The process of seed germination
The correct sequence of the seed germination process is
When a seed germinates, the radicle first breaks through the seed coat and grows downward to form a taproot.
At the same time, the cells of the hypocotyl also grow and elongate accordingly, pushing the embryo or germ together with the cotyledons out of the soil surface, and the embryo protruding out of the soil surface to form stems and leaves. The cotyledons extend out of the soil with the embryo, and turn green after unfolding, for photosynthesis, such as cotton and rape.
When the young leaves of the embryo expand to perform photosynthesis, the cotyledons wither and fall off. At this point, a young plant that can live independently has all grown up, which is a seedling.
Expansion of information: Seed germination refers to a series of orderly physiological and morphological processes of seeds starting from imbibition. The germination of seeds requires the right temperature, the right amount of moisture, and sufficient air.
When seeds germinate, they first absorb water. After the seed is soaked in water, the seed coat will swell and soften, allowing more oxygen to pass through the seed coat and enter the inside of the seed. At the same time, carbon dioxide will be discharged through the seed coat, and the physical state inside will change. The second is air, which is carried out during the germination process of the seed. A series of complex life activities, only the seeds continue to breathe, get energy, can ensure the normal progress of life activities; the last is the temperature, the temperature is too low, the respiration is inhibited, the decomposition of nutrients in the seeds and a series of other physiological Activities need to be carried out at a suitable temperature.
The four processes of seed germination
The seed germination process is divided into four stages: imbibition, germination, germination and seedling formation.
(1) Imbibition: It is the initial stage of seed germination. It shows that the seeds swell up to a certain degree of saturation by absorbing water. Rice seeds swell up and the husk becomes soft.
(2) Germination: This is the second stage of seed germination. It is manifested as various weight changes in the seed body. The storage material transforms and transfers to the growth point, so that the volume of the embryo expands, and the tip of the radicle breaks through the seed coat. This phenomenon is called seed germination, also known as “lubai” or “Broken Chest”.
(3) Germination: After the seed germinates, the seed embryo continues to grow. When the radicle and embryo protrude from the seed coat and develop to a certain extent, it is called germination.

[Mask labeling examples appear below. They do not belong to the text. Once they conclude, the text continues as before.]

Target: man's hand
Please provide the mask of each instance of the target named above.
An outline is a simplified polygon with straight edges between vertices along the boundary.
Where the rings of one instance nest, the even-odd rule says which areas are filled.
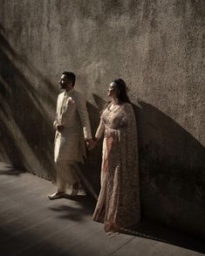
[[[86,139],[87,149],[92,150],[95,147],[95,143],[92,139]]]
[[[61,133],[64,129],[64,126],[63,125],[57,125],[56,128],[59,133]]]

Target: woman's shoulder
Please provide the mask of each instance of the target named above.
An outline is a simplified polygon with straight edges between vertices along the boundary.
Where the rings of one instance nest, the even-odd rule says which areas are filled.
[[[129,102],[124,102],[122,107],[125,108],[125,109],[133,109],[133,106],[131,103]]]

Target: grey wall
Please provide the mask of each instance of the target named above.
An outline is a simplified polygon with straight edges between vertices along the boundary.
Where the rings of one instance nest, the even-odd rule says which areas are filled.
[[[1,0],[0,158],[52,178],[58,80],[77,74],[92,131],[125,79],[139,129],[143,216],[205,235],[204,1]],[[99,188],[100,145],[84,167]]]

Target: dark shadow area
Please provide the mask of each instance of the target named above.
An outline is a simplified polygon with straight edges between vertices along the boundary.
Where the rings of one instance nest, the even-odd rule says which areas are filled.
[[[151,104],[139,100],[133,108],[142,215],[204,237],[204,147]]]
[[[87,110],[91,121],[91,128],[92,136],[94,137],[95,132],[98,128],[99,122],[99,109],[87,102]],[[102,158],[102,144],[99,142],[93,150],[86,151],[87,157],[85,159],[84,164],[79,164],[80,168],[87,178],[87,180],[92,185],[94,190],[99,194],[100,189],[100,170],[101,170],[101,158]],[[83,184],[84,185],[84,184]],[[86,190],[86,187],[84,185],[84,189],[86,193],[89,194],[89,191]]]
[[[1,175],[20,175],[24,170],[14,168],[12,165],[0,162],[0,176]]]
[[[54,131],[42,101],[50,102],[54,108],[53,86],[15,52],[3,28],[0,59],[1,155],[21,170],[52,179]],[[29,70],[32,78],[39,80],[45,89],[38,92],[21,72],[23,67]],[[37,166],[33,166],[35,159],[38,162]]]
[[[196,239],[171,228],[166,228],[164,225],[147,219],[143,219],[130,230],[121,230],[120,232],[205,253],[205,244],[202,239]]]
[[[94,211],[96,201],[90,196],[71,197],[65,195],[63,198],[75,201],[80,208],[72,208],[70,205],[61,205],[57,207],[49,207],[50,210],[59,213],[59,218],[69,218],[74,221],[80,221],[85,216],[91,216]]]

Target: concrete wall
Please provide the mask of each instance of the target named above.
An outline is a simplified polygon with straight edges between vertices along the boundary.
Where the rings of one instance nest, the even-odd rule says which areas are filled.
[[[77,74],[93,134],[106,90],[130,88],[143,215],[205,235],[203,0],[1,0],[0,158],[53,176],[58,80]],[[85,173],[99,188],[100,146]]]

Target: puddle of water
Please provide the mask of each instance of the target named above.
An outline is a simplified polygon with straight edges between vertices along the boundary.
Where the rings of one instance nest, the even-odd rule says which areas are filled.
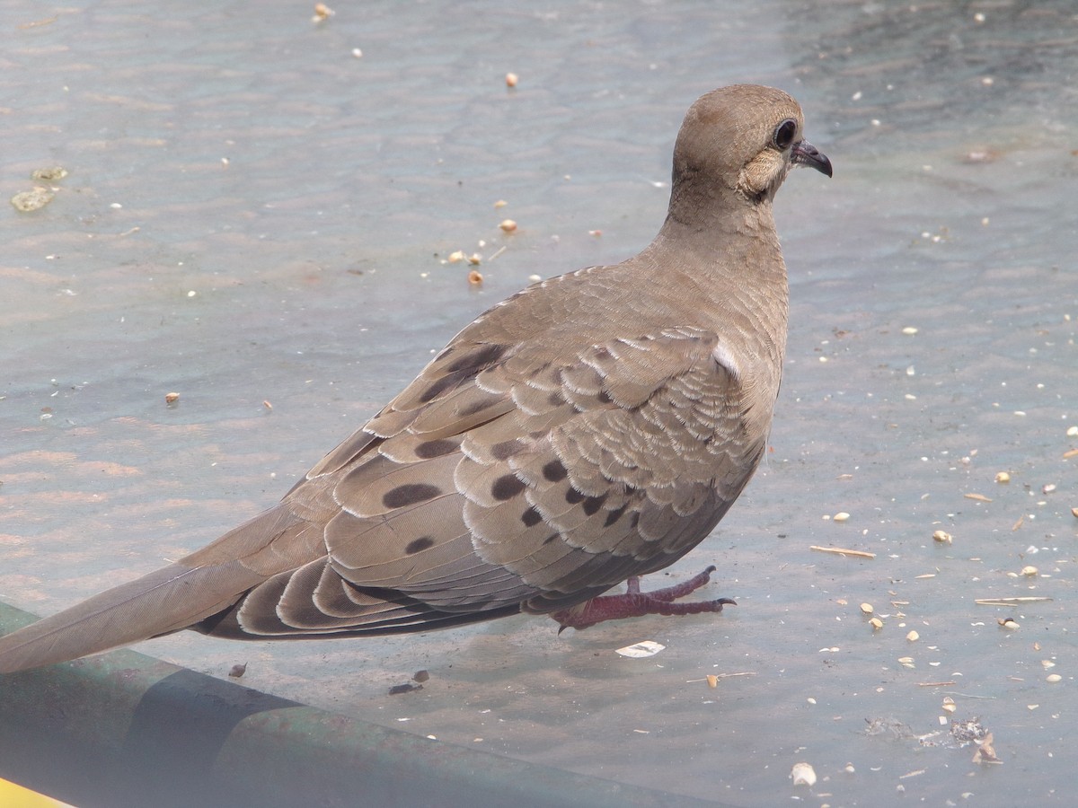
[[[800,98],[835,165],[777,204],[792,318],[773,451],[717,533],[645,582],[715,562],[709,594],[736,609],[561,637],[519,617],[140,650],[222,677],[247,661],[245,683],[281,696],[737,805],[1066,803],[1068,3],[432,2],[321,26],[276,2],[0,8],[0,195],[70,171],[45,209],[0,214],[0,596],[56,611],[272,503],[530,275],[644,246],[685,108],[761,81]],[[458,249],[484,255],[481,288],[441,263]],[[975,602],[1001,596],[1053,600]],[[614,653],[644,639],[667,647]],[[421,691],[388,695],[419,669]],[[708,673],[749,675],[713,689]],[[866,734],[877,718],[939,730],[948,695],[1003,765]],[[799,761],[815,786],[788,779]]]

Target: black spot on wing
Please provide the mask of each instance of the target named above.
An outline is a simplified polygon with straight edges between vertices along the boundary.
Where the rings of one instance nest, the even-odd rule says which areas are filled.
[[[570,505],[576,505],[578,502],[584,501],[584,494],[569,486],[569,490],[565,492],[565,501]]]
[[[524,483],[515,474],[503,474],[490,486],[490,496],[505,502],[511,500],[525,488]]]
[[[456,441],[425,441],[415,447],[415,456],[424,460],[451,455],[457,450]]]
[[[407,546],[404,548],[404,552],[411,556],[413,553],[419,553],[420,551],[427,549],[427,547],[433,547],[433,546],[434,546],[433,539],[431,539],[429,535],[421,535],[418,539],[413,539],[412,541],[410,541],[407,543]]]
[[[382,497],[382,504],[386,507],[406,507],[432,500],[441,493],[441,488],[428,483],[407,483],[386,491]]]

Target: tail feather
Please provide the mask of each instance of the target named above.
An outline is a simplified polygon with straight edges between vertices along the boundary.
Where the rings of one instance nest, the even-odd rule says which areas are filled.
[[[170,565],[0,637],[0,673],[177,631],[227,608],[261,581],[239,562],[194,569]]]
[[[270,576],[309,560],[302,556],[319,546],[324,552],[314,541],[295,542],[292,554],[274,549],[275,539],[302,535],[303,527],[278,505],[186,558],[0,637],[0,673],[99,654],[217,614]]]

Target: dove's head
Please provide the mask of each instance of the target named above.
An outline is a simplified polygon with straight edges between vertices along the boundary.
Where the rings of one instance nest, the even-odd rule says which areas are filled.
[[[770,203],[794,165],[830,177],[831,162],[804,139],[803,123],[798,102],[774,87],[734,84],[699,98],[674,147],[671,212],[688,223],[701,205]]]

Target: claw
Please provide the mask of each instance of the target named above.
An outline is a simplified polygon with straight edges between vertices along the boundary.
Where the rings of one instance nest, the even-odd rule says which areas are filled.
[[[737,604],[730,598],[702,600],[691,603],[674,602],[678,598],[695,591],[710,581],[715,569],[713,565],[683,583],[649,593],[640,591],[640,579],[634,575],[625,582],[627,590],[622,595],[602,595],[571,609],[551,612],[550,616],[558,622],[561,627],[557,629],[557,632],[562,633],[567,628],[575,628],[580,631],[604,621],[621,619],[622,617],[640,617],[645,614],[674,615],[721,612],[724,605]]]

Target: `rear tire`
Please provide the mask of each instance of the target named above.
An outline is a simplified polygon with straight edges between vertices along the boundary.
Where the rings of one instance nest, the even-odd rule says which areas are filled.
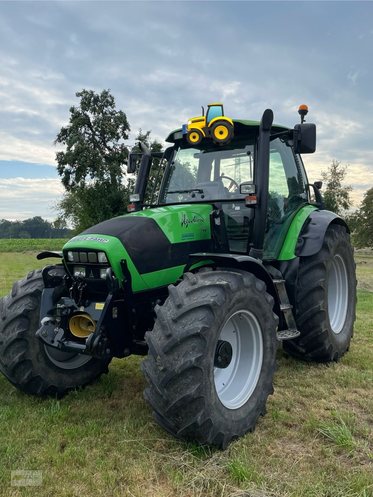
[[[356,320],[354,248],[344,226],[331,224],[317,253],[301,257],[296,325],[300,335],[284,350],[317,362],[338,362],[350,348]]]
[[[279,342],[273,298],[249,273],[209,268],[184,274],[169,294],[156,306],[154,328],[145,335],[144,398],[153,419],[167,431],[225,449],[254,430],[274,392]],[[232,361],[217,368],[218,340],[226,340],[229,333]],[[235,346],[240,347],[236,352]],[[224,360],[226,349],[219,350]]]
[[[110,361],[62,352],[57,356],[36,337],[44,289],[41,270],[15,281],[0,300],[0,371],[22,392],[59,398],[107,373]]]
[[[226,121],[217,121],[211,126],[210,134],[216,145],[229,143],[234,136],[233,127]]]

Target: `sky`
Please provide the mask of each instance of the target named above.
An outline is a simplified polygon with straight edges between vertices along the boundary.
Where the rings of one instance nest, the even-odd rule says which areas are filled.
[[[169,132],[222,102],[233,119],[293,126],[305,103],[310,180],[348,166],[373,184],[373,2],[0,1],[0,219],[51,220],[63,193],[52,143],[83,88],[110,88],[139,128]]]

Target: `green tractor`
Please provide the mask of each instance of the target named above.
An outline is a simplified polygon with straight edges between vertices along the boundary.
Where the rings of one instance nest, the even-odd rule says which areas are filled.
[[[281,341],[297,357],[338,362],[356,319],[353,248],[321,182],[308,183],[300,154],[314,152],[316,127],[302,107],[293,129],[267,109],[260,122],[234,120],[229,143],[190,145],[177,130],[164,152],[133,151],[129,213],[39,254],[62,262],[0,301],[0,370],[12,384],[60,397],[113,357],[147,355],[154,419],[224,449],[265,414]]]

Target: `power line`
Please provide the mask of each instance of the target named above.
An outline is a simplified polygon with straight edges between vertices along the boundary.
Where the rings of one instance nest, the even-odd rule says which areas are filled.
[[[343,152],[345,154],[366,154],[368,155],[373,155],[373,152],[364,152],[361,150],[355,151],[354,150],[330,150],[329,149],[317,149],[323,152]]]

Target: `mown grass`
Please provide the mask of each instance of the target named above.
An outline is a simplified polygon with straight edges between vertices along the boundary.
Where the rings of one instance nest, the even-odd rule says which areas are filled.
[[[224,452],[176,440],[153,421],[142,358],[114,359],[107,375],[59,401],[29,397],[0,377],[0,495],[372,497],[373,256],[356,258],[367,263],[357,267],[349,353],[317,364],[280,349],[268,414]],[[46,262],[0,254],[0,295]],[[42,486],[10,487],[11,470],[20,469],[42,470]]]
[[[0,252],[60,250],[68,241],[68,239],[65,238],[1,238]]]

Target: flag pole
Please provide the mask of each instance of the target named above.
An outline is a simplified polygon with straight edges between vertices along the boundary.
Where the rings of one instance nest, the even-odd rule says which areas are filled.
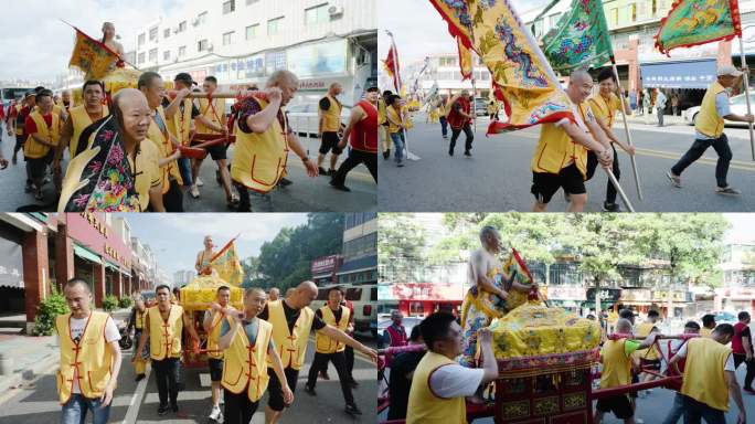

(4) Seedling growth: After seeding, the radicle root is pierced down and the coleoptile rises up, and the growth is called rooting and supporting leaves. Subsequently, the incomplete leaves extend out of the sprouts, which is called emergence (also called present green). After the first 1-3 leaves are drawn out, several adventitious roots will grow on the coleoptile nodes, which is good for the seedlings to take root and establish seedlings.
- Although the seeds are mature after they are formed, they often cannot germinate immediately even under suitable environmental conditions. They must go through a relatively static stage before they can germinate. This property of seeds is called dormancy. The dormant seeds are in a state of very slow and almost inactive metabolism.
- The length of seed dormancy period is different. Some plant seeds have a long dormancy period, which takes several weeks or even months or years, and some plants can germinate quickly under suitable environmental conditions after they mature. There is no need to go through a period of dormancy, only those in unfavorable environmental conditions. Under the circumstances, it enters the dormant state.
- Seed dormancy is a phenomenon in which viable seeds cannot germinate under suitable environmental conditions due to internal reasons. Dormancy is a kind of adaptability that plants acquire during long-term system development to resist bad environment, and it is an effective method to regulate the best time and space distribution of seed germination.
- The seeds of crops with dormancy characteristics can prevent ears from germinating in hot and rainy areas; the seeds of some desert plants can be dormant through the dry season to wait for suitable germination conditions.
Seed germination process
The process of seed germination:
During the germination process, the seeds absorb water first, the volume swells, and the seed coat bursts.
At the same time, the life activities in the embryo become active and begin to divide and grow after getting nutrients and energy:
The radicle elongates to protrude the seed coat and develop into roots,
Soon, some fine roots grew from around this root;
At this time, the hypocotyl below midnight is also extending, bending and arching out of the ground,
When the hypocotyl is straightened, the top will bring two cotyledons out of the soil, which is unearthed by the seedlings.
The embryo gradually develops into a stem, and leaves on the stem, which gradually turn green in the sun, and the seedling can live independently.
After some seeds germinate, when the seedlings are unearthed, the cotyledons should be planted shallowly; the hypocotyls below the cotyledons cannot be elongated when the seeds germinate, and they stay in the soil at midnight without sticking out of the soil, so they should be planted Go deeper.